L'HISTOIRE
DU CHAMPAGNE La tradition
viticole en Champagne est assez ancienne : elle remonte
en effet à l'époque des romains. Ce sont
eux qui ont planté les premières vignes.
Le vignoble champenois s'est ensuite maintenu grâce à l'attention
que lui a porté le clergé et notamment
les évèchés de Reims et Châlons.
Au Moyen Age,
les vins issus de la côte de Champagne étaient
assimilés aux "Vins de France", que
l'on produisait dans tout le Bassin Parisien.
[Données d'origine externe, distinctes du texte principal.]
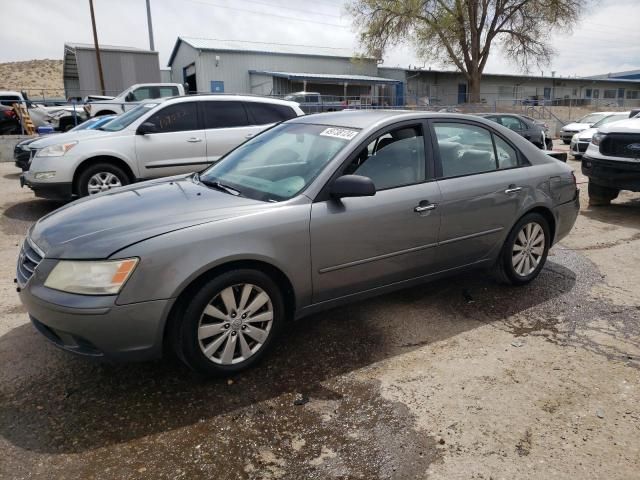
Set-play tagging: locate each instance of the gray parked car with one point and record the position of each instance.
(535, 131)
(312, 213)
Le seul
mérite des vins originaires de la région
de Reims et d'Epernay était alors de ne pas faire
trop de mal à ceux qui en buvaient!
Ces vins ne
portent le nom qu'on leur connaît aujourd'hui que
depuis le règne du Roi Henri IV, à la fin
du XVIème siècle : c'est à Paris
qu'on les désigna pour la première fois
comme "vins de Champagne". Ce terme eût
beaucoup de mal à s'imposer car, pour les rémois
par exemple, la Champagne désignait l'étendue
des terres infertiles, où l'on ne pouvait que
faire paître des moutons : c'était justement
tout ce qui s'opposait au vignoble!
Tout au long
du XVIIème siècle, ces vins connurent de
plus en plus d'adeptes, tant à la cour de France
qu'à la cour d'Angleterre, grâce notamment à la
promotion qu'en faisait une grande famille parisienne
qui possédait de vastes terres en Champagne. Ces
amateurs sont responsables de l'évolution des "vins
de Champagne" en vins gris, très faiblement
colorés.
Or, les vignerons
se sont très vite aperçus que ces vins
gris vieillisaient très mal en fûts. Ils
eurent alors l'idée de les mettre rapidement en
bouteille afin de conserver au mieux les arômes.On
estime que les premières mises en bouteille datent
des années 1660. Le tirage avait lieu avant la
fin de la première fermentation.
Les champenois
ont découvert que les vins devenaient naturellement
pétillants et particulièrement s'ils étaient
peu colorés, peu chargés en alcool et tirés à l'équinoxe
du printemps.
Cette évolution
séduisit immédiatement les anglais : c'est
peut-être grâce à eux que le vin de
Champagne resta pétillant car il causa dès
lors beaucoup de tracas aux vignerons : les bouteilles
explosaient!
Le champagne
n'était pas encore complètement achevé :
il lui restait à avoir un père ; ce fut
Dom Pérignon, moine à l'Abbaye bénédictine
d'Hautvillers, responsable des vignes, des pressoirs
et des celliers appartenant à l'Abbaye de 1668 à 1715.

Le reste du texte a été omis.